Pero no te precipites. Abrir un negocio es posible, pero no una tarea fácil, sencilla ni rápida. No creas que existe una varita mágica con la que hacer que todo empiece a rodar en poco tiempo. Ármate de valor, de paciencia y de ingenio para que abrir un negocio acabe siendo una idea que llegue a buen puerto. No tengas prisa. Para abrir un negocio, la base es desarrollar una buena idea. Tómate tu tiempo para encontrarla. Plantéate qué quieres ofrecer, teniendo en cuenta que es importante que te busques un hueco en el mercado, ya sea llenando un vacío, es decir, creando un producto o servicio nuevo, o entrando en algún sector del mercado poco desarrollado. Abrir un negocio es una idea de muchos, por lo tanto, es básico que sepas hacer del tuyo un negocio diferente. Para que sea más fácil seguir adelante con el proyecto y superar todos los obstáculos que se vayan presentando por el camino, es también muy importante que la idea que te lleve a abrir un negocio esté relacionada con un trabajo que te llene y te satisfaga.
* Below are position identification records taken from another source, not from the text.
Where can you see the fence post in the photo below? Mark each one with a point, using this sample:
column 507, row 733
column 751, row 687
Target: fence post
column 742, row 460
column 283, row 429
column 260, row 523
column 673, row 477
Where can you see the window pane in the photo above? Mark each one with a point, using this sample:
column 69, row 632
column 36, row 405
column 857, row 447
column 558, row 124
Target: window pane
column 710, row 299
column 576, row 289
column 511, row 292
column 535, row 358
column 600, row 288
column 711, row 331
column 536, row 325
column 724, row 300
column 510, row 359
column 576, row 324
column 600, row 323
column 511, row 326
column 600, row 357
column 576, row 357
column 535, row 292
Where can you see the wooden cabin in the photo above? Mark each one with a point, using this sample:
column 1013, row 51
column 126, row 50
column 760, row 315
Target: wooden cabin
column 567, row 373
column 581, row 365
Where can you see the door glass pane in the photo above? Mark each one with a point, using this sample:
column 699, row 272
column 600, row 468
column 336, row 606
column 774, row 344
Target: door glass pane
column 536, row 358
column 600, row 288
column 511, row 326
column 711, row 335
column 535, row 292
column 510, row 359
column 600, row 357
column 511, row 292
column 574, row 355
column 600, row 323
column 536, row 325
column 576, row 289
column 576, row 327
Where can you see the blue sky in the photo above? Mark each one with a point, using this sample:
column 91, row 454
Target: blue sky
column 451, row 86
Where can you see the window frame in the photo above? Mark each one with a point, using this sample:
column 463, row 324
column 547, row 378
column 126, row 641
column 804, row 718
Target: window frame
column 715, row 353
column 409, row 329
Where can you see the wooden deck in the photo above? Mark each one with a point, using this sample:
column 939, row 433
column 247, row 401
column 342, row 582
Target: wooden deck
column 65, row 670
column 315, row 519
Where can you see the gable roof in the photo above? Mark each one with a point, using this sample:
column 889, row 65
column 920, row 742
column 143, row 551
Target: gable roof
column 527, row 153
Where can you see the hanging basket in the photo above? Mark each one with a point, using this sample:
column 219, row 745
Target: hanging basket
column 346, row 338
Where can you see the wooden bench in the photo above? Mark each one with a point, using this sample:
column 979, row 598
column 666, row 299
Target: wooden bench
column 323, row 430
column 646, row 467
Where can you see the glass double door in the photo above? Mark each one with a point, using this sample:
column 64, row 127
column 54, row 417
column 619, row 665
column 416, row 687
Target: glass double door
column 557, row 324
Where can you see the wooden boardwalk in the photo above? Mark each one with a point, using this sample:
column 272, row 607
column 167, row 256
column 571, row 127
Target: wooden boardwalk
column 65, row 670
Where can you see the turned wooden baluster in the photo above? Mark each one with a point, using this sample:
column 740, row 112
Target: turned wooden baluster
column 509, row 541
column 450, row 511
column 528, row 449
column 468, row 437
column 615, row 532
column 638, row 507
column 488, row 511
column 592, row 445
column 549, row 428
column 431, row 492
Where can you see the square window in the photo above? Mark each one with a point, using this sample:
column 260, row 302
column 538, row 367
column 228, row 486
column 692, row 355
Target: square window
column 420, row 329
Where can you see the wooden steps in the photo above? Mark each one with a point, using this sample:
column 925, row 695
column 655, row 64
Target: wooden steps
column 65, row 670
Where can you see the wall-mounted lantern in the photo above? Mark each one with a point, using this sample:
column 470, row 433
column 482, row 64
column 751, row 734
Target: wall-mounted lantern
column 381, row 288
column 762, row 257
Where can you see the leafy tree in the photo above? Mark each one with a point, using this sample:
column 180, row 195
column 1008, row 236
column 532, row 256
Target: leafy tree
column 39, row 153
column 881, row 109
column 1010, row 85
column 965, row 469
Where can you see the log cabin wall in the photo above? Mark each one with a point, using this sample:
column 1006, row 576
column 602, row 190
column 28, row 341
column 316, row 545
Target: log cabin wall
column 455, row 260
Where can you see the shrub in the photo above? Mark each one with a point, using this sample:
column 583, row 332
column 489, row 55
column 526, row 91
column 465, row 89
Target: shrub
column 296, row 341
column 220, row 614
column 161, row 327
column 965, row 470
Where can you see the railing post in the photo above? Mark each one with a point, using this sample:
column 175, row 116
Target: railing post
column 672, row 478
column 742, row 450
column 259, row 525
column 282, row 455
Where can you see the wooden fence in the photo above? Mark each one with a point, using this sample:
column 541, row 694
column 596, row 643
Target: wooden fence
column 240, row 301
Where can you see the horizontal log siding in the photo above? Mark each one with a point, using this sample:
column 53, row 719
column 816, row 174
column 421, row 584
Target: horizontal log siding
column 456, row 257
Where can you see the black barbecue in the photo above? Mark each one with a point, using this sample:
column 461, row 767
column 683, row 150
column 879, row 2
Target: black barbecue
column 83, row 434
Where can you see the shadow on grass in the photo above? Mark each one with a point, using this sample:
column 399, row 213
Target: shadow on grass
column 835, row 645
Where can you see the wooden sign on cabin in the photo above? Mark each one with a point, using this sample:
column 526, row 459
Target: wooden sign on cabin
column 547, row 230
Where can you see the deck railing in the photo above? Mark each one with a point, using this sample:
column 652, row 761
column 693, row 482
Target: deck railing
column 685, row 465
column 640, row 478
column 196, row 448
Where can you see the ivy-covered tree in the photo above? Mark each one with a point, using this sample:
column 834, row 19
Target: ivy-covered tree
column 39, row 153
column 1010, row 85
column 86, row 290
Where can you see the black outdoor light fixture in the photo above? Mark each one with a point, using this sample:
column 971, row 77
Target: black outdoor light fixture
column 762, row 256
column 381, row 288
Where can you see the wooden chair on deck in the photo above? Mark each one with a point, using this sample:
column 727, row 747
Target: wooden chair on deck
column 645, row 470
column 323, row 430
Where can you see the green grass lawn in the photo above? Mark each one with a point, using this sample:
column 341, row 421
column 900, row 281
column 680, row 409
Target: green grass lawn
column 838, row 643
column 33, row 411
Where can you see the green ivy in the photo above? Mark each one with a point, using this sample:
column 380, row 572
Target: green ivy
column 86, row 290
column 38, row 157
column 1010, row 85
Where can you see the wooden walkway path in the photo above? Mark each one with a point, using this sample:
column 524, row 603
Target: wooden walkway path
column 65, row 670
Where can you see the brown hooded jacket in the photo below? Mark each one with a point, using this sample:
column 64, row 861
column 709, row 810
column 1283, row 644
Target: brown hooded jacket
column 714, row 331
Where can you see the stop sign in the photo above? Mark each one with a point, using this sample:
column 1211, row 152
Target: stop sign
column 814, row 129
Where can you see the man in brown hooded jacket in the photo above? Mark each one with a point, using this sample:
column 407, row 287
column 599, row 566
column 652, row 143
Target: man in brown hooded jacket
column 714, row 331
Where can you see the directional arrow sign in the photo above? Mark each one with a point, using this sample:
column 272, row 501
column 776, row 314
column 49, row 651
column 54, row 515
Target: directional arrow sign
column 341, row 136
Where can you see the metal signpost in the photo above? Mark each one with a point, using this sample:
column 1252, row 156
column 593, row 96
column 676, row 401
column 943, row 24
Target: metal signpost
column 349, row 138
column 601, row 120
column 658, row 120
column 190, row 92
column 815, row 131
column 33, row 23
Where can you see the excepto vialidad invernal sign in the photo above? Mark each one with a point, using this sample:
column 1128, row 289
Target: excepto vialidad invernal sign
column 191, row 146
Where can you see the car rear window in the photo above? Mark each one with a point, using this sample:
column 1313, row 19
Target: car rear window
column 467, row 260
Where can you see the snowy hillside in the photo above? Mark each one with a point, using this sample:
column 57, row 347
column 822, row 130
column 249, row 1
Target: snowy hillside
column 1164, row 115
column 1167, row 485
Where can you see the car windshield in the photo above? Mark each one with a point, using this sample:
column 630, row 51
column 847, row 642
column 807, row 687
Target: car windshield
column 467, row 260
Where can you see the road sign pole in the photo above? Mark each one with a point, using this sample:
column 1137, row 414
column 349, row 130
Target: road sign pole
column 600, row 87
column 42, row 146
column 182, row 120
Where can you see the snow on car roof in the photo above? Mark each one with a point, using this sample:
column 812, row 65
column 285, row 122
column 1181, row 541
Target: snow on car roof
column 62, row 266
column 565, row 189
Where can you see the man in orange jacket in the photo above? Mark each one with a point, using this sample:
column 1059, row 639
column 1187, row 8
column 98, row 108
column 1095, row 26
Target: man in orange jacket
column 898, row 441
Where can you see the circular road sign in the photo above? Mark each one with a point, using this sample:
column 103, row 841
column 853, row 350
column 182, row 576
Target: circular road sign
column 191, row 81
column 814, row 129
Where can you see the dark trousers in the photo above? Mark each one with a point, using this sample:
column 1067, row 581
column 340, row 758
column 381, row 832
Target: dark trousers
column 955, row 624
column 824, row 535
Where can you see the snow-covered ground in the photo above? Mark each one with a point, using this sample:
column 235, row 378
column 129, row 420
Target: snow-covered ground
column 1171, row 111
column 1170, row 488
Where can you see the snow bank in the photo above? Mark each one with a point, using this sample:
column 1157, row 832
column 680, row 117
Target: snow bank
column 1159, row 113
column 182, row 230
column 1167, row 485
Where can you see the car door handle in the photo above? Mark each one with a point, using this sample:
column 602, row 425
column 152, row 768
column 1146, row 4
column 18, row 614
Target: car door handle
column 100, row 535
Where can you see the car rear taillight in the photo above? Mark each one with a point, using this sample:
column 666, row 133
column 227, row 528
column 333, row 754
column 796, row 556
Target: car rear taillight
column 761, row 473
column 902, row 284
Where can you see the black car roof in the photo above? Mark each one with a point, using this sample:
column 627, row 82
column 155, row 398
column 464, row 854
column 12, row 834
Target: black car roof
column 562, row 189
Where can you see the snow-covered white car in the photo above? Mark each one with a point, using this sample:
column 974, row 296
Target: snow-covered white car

Si lo haces con ganas, todo será más fácil, ya que no hay que olvidar que abrir un negocio requiere una dedicación exclusiva.
Antes de hacerlo realidad, y cuando ya tengas la idea, evalúa todos los pros y contras de cada tipo de negocio y plantéate si prefieres abrir un negocio en un espacio físico, por Internet, que sea algo nuevo, una franquicia… Una vez más, la paciencia y el no querer tener prisa son fundamentales para construir unos pilares fuertes sobre los que se sustente nuestro negocio.
A la hora de abrir un negocio, preocúpate sobre todo por la calidad de tu servicio o producto. Quizá la calidad aumente el coste y, en consecuencia, el precio final que el cliente deba pagar, pero a la larga, los clientes preferirán una mayor calidad aunque salga algo más cara. Y si tu negocio empieza a tener un volumen importante de clientes, puede llegar el momento en el que incluso puedas bajar un poco los precios y conseguir calidad a precios competentes.
Ya tienes claro que quieres un abrir un negocio. La idea, el tipo de negocio, el mercado potencial y el producto que quieres ofrecer. Ahora, llénate de paciencia una vez más para conseguir todas las licencias que te permitirán poner en marcha tu negocio. En Argentina se necesita un promedio de quince trámites para abrir un negocio que suponen, de media, unos 32 días. Por supuesto, estas cifras pueden ampliarse y acabar necesitando más tiempo del pensado para abrir un negocio. No desesperes y mantén la calma hasta que lo consigas. Al final podrás abrir un negocio y el esfuerzo habrá valido la pena.